The iron pills must be doing their job because my hemoglobin was up to 11.7 today (yeah!). Doc is very happy we are on schedule and is anxious to see the PET scan in 4 weeks or so. We may start radiation right away if I need it, instead of waiting until January. Next chemo. is scheduled for August 29th.
My new phrase is going to be, "Did I tell you........?"If you wonder why please refer to my previous post. My dh and I were thinking today, if we did this all over again we would schedule chemo for later in the week and spend the day garage saleing (sp?I wish this blogger had a better spell checker).
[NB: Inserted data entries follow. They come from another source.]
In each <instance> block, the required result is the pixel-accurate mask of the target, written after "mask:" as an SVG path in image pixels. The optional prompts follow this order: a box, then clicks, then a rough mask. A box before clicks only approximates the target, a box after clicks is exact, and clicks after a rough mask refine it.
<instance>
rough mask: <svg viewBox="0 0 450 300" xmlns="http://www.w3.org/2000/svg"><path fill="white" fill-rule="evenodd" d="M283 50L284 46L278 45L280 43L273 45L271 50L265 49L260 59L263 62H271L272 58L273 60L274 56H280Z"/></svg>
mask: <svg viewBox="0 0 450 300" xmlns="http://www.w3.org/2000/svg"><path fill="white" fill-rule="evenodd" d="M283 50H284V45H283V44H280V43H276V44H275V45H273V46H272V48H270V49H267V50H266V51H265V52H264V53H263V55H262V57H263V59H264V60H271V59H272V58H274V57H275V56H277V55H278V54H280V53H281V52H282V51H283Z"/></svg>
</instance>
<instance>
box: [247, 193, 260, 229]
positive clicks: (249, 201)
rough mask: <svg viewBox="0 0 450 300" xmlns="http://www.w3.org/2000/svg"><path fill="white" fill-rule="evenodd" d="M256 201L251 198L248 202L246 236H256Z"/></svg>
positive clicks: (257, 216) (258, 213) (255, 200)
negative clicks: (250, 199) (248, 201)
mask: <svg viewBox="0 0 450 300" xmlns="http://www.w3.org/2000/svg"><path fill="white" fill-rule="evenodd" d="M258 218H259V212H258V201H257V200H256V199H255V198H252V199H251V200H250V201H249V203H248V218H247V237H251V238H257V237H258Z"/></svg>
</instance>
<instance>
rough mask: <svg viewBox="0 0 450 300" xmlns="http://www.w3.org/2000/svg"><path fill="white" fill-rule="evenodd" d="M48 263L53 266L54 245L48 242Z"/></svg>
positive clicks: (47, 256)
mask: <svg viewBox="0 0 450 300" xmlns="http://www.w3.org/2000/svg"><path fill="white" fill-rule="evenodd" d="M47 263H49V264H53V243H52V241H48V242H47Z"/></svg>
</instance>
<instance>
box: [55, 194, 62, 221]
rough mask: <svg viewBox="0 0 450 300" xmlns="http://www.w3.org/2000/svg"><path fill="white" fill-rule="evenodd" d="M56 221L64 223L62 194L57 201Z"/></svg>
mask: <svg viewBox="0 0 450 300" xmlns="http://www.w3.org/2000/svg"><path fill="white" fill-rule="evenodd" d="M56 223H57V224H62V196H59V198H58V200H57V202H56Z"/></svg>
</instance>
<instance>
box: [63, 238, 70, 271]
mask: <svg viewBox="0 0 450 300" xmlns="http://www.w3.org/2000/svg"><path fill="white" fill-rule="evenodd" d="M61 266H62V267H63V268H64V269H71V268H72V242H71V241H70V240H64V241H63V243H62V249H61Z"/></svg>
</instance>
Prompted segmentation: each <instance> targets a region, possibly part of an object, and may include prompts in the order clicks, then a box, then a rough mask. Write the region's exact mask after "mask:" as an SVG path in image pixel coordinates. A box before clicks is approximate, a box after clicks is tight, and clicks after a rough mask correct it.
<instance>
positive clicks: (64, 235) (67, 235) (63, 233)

Is it possible to be in a packed room and still be cold and lonely? The clinic was full today and I felt like I was on the outside looking in. My age brings the average patient age down 20-30 years which may explain my loneliness. In the waiting room I watched a middle aged son walk his mother (who was wearing a fabulous head wrap) in to the receptions desk. About 30 minutes later I matched the mothers face to two other young women entering the clinic. They quickly found each other and embraced and I thought to myself, it must be her first time here. Many more faces slowly filled the room, a husband and wife, an older man with his daughter, a middle aged man by himself, a few more women in hats that matched their shoes or their shirts. Everyone in their own stages of battle with the big "C". I played 'guess the patient' as they kept coming in the door. The women who had lost their hair were the most obvious. Then there were the ones with a port already accessed, the tubing coming up and out of their shirts was the giveaway. Next, came the harder ones, the physically fit 'if you saw them on the street you wouldn't think they had cancer' ones. One lady had a tube coming out of her neck. Another was in a wheelchair obviously recovering from surgery. I wondered if they looked at me and thought, "poor young woman", or if they were still reeling from the effects of finding out they, too, had a free ticket to the cancer club.
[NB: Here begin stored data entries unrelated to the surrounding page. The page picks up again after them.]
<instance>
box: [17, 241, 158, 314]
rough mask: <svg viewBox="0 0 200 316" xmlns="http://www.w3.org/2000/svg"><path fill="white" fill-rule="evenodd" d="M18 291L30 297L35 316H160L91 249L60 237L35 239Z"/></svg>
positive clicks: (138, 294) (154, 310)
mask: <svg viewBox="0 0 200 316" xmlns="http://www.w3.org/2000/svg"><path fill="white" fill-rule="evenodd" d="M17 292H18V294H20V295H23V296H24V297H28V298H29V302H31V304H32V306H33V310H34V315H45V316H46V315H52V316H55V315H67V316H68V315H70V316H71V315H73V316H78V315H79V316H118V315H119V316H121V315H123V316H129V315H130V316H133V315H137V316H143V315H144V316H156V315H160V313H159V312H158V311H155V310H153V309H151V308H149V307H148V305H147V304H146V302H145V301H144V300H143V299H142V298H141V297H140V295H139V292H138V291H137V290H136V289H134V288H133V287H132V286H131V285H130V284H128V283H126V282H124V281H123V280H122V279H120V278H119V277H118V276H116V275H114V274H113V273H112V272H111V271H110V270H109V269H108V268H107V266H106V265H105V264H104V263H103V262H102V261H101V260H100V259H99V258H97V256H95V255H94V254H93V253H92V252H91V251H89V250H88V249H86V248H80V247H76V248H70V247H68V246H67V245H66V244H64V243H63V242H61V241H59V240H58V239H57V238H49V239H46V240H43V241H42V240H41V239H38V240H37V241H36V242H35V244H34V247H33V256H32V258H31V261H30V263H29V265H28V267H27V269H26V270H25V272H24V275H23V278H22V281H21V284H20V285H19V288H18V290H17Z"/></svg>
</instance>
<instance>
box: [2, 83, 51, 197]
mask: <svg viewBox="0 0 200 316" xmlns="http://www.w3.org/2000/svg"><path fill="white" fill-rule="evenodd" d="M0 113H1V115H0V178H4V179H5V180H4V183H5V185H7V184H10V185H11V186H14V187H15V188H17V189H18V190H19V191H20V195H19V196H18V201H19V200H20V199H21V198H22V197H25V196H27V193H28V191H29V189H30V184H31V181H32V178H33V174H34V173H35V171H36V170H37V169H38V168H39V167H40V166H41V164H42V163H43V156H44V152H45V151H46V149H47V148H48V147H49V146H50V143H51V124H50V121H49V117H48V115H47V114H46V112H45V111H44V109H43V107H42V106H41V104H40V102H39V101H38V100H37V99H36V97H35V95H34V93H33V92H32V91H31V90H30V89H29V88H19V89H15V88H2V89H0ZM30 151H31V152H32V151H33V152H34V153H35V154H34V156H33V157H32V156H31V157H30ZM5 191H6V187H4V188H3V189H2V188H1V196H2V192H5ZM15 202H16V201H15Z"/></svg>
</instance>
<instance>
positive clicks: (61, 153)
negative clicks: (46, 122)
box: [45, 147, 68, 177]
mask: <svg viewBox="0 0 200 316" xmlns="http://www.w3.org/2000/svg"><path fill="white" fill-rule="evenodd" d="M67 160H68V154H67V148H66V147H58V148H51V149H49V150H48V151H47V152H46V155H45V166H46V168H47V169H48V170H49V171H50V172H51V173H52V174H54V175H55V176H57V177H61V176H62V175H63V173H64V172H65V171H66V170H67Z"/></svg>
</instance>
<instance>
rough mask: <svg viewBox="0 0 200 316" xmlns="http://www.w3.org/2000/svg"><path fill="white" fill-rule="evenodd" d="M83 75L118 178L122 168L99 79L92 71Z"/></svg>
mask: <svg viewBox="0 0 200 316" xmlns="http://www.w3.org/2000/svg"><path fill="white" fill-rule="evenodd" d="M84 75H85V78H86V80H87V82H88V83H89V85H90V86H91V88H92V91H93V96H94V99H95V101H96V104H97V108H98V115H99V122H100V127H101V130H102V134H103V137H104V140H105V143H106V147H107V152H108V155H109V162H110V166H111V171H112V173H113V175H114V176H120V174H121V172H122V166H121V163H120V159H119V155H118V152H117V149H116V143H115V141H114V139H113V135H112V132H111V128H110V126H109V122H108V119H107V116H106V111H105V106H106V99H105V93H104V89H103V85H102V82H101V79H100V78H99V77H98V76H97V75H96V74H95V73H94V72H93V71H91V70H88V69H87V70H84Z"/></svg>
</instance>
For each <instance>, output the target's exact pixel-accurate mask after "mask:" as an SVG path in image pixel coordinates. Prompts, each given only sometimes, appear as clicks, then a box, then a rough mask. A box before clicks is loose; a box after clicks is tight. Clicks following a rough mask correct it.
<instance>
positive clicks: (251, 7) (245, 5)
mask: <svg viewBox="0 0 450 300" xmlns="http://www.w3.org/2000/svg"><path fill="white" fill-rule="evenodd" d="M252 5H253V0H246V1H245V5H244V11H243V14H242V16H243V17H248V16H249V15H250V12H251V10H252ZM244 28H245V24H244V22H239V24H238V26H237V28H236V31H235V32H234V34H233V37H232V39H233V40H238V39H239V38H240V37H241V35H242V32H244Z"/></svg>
I couldn't help but feel like I had graduated from stage 1 (all about me) to stage 2 (there are so many of us) as I sat down in the now familiar laminated easy chair. The family to my right had just found out in the last 24 hours that he had lung cancer and his wife was frantically calling everyone on the cell phone and asking the nurses and doctors questions and I thought to myself, "I know how you feel." The woman to my left said to me after I came back from the rest room and caught her eye, "You are much too young for this." I smiled and my eyes welled up as I thought to myself, "I have the best chance at beating this, too." She sat with a friend and talked about her chemo schedule being interrupted by her recent cold and how she has been coming for treatment since January of this year. I watched as the patients came and went some needing long treatment and some short ones. Some said, "see you ladies tomorrow" to the nurses as they left. I felt so helpless. So many people are suffering. How dare I complain about my tummy aches and fatigue? I am one of the lucky ones. Thank you dear Jesus.